Paula Gamache is on a roll with fun early-week puzzles in the New York Times. This time, her theme is a DEADHEAD (63-Across), and dead can head each of the words in the other five theme answers:
Clues of note:
Alan Arbesfeld's New York Sun crossword, "Embodiment of Nature," uses an expanded 15x16 grid to accommodate the theme entries. The theme entries are phrases in which one word is a body part and another is a natural feature. For example, BERT PARKS includes the anatomical Bert and some state PARKS. No, just kidding. That one's not a theme entry. Neither is DOVETAIL, though tail can be considered a body part.
Jury duty was great. Four hours to sit quietly and do puzzles, with a leisurely hour and a half for lunch? Good citizenship never felt so good.
The Across Lite version of the LA Times crossword is taking the day off, perhaps. Tuesdays are busy for me, but I hope to catch up on the LAT tomorrow.
Matt Jones's Jonesin' crossword, "Hit the Bricks," has a "Super Mario Bros." theme. Yup, a videogame I've never played features a STAR CHAMBER, MUSHROOM CLOUD, and FLOWER CHILD. All the TIRAMISU and '80s HEADBANDs in the world can't make up for a theme that is, for all the good it did me, "random phrases that fit." (Sigh.)
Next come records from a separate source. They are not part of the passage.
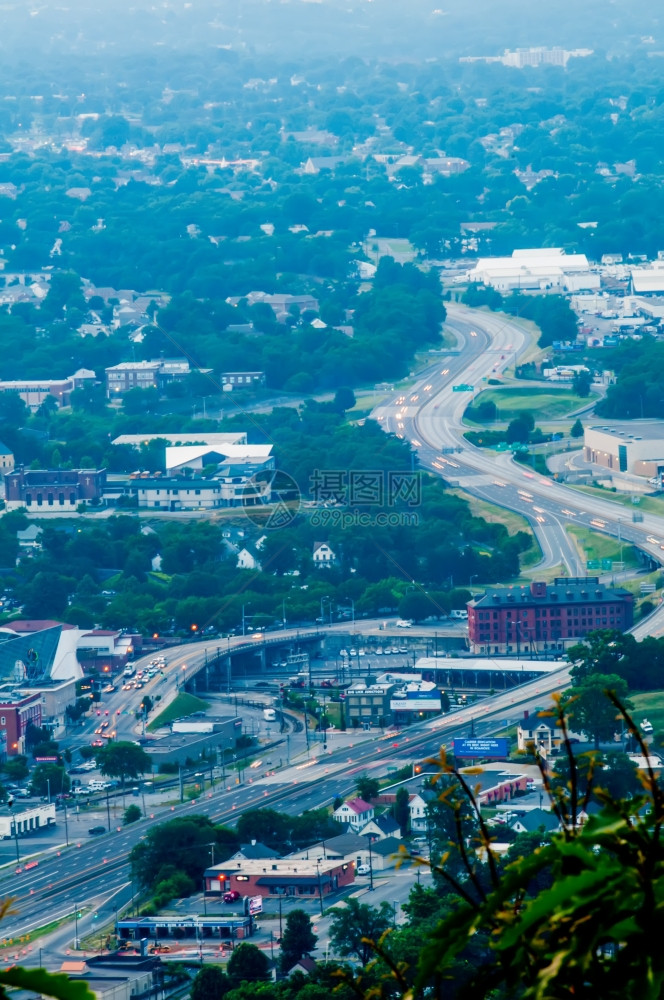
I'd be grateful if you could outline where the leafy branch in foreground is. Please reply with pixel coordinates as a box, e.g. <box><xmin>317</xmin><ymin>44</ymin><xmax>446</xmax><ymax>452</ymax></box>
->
<box><xmin>342</xmin><ymin>691</ymin><xmax>664</xmax><ymax>1000</ymax></box>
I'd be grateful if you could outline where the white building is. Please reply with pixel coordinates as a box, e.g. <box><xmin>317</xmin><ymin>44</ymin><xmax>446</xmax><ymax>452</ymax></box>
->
<box><xmin>464</xmin><ymin>247</ymin><xmax>600</xmax><ymax>292</ymax></box>
<box><xmin>332</xmin><ymin>799</ymin><xmax>374</xmax><ymax>833</ymax></box>
<box><xmin>133</xmin><ymin>478</ymin><xmax>225</xmax><ymax>511</ymax></box>
<box><xmin>583</xmin><ymin>420</ymin><xmax>664</xmax><ymax>479</ymax></box>
<box><xmin>312</xmin><ymin>542</ymin><xmax>337</xmax><ymax>566</ymax></box>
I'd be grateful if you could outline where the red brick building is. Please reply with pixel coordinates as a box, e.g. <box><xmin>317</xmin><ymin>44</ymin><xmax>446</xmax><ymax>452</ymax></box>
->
<box><xmin>205</xmin><ymin>852</ymin><xmax>355</xmax><ymax>898</ymax></box>
<box><xmin>0</xmin><ymin>694</ymin><xmax>42</xmax><ymax>758</ymax></box>
<box><xmin>468</xmin><ymin>576</ymin><xmax>634</xmax><ymax>656</ymax></box>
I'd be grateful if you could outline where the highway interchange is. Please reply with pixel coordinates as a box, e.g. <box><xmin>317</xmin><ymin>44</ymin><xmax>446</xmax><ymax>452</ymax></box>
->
<box><xmin>5</xmin><ymin>304</ymin><xmax>664</xmax><ymax>952</ymax></box>
<box><xmin>372</xmin><ymin>303</ymin><xmax>664</xmax><ymax>637</ymax></box>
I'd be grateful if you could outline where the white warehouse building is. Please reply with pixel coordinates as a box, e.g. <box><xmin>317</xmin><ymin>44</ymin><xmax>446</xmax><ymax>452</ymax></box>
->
<box><xmin>461</xmin><ymin>247</ymin><xmax>600</xmax><ymax>292</ymax></box>
<box><xmin>583</xmin><ymin>420</ymin><xmax>664</xmax><ymax>479</ymax></box>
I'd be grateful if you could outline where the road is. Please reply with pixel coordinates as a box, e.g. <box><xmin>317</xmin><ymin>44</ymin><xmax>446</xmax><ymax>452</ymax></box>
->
<box><xmin>372</xmin><ymin>303</ymin><xmax>664</xmax><ymax>637</ymax></box>
<box><xmin>0</xmin><ymin>665</ymin><xmax>569</xmax><ymax>957</ymax></box>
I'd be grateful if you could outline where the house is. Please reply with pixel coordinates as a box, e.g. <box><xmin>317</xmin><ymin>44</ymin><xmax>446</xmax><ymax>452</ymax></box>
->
<box><xmin>0</xmin><ymin>441</ymin><xmax>14</xmax><ymax>473</ymax></box>
<box><xmin>408</xmin><ymin>793</ymin><xmax>427</xmax><ymax>833</ymax></box>
<box><xmin>516</xmin><ymin>710</ymin><xmax>579</xmax><ymax>757</ymax></box>
<box><xmin>360</xmin><ymin>813</ymin><xmax>401</xmax><ymax>843</ymax></box>
<box><xmin>228</xmin><ymin>840</ymin><xmax>280</xmax><ymax>861</ymax></box>
<box><xmin>313</xmin><ymin>542</ymin><xmax>337</xmax><ymax>566</ymax></box>
<box><xmin>332</xmin><ymin>799</ymin><xmax>374</xmax><ymax>833</ymax></box>
<box><xmin>235</xmin><ymin>549</ymin><xmax>261</xmax><ymax>569</ymax></box>
<box><xmin>509</xmin><ymin>809</ymin><xmax>560</xmax><ymax>833</ymax></box>
<box><xmin>5</xmin><ymin>468</ymin><xmax>106</xmax><ymax>514</ymax></box>
<box><xmin>287</xmin><ymin>955</ymin><xmax>316</xmax><ymax>976</ymax></box>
Randolph Ross's CrosSynergy puzzle, "Common Sense Solutions," is the second one I've done today with a five-senses theme. (The other one hasn't been published yet—I was doing a little test-solving at jury duty this morning.) The five theme entries begin with TASTE, HEAR, SMELL, TOUCH, and SEE. Tons of 7-letter answers in the fill surrounding the theme entries—and one of them made zero sense to me. PUTOUTS are [Many tag plays]? I suspect baseball, but can't say for sure because I've never heard the term.
Updated again on Thursday:
I finally got around to the previously missing LA Times crossword. It's credited to Gia Christian, an anagram of "it's Rich again," or editor Rich Norris. The five theme entries are mopey, or at least they begin with synonyms of that. There's a DEPRESSED MARKET, LOW BUDGET, SAD EXCUSE, BLUE BLOOD, and DOWN UNDER—all of which use their synonyms in non-tristesse contexts. The tricky spots for beginners tackling a Monday puzzle are clumped together in the lower right corner: [Old dagger] is SNEE; [Lyric poem] is EPODE; OLEO is a [Bread spread], and UCLAN is [USCer's rival]. Elsewhere there's also OMOO, the [Melville novel set on Tahiti].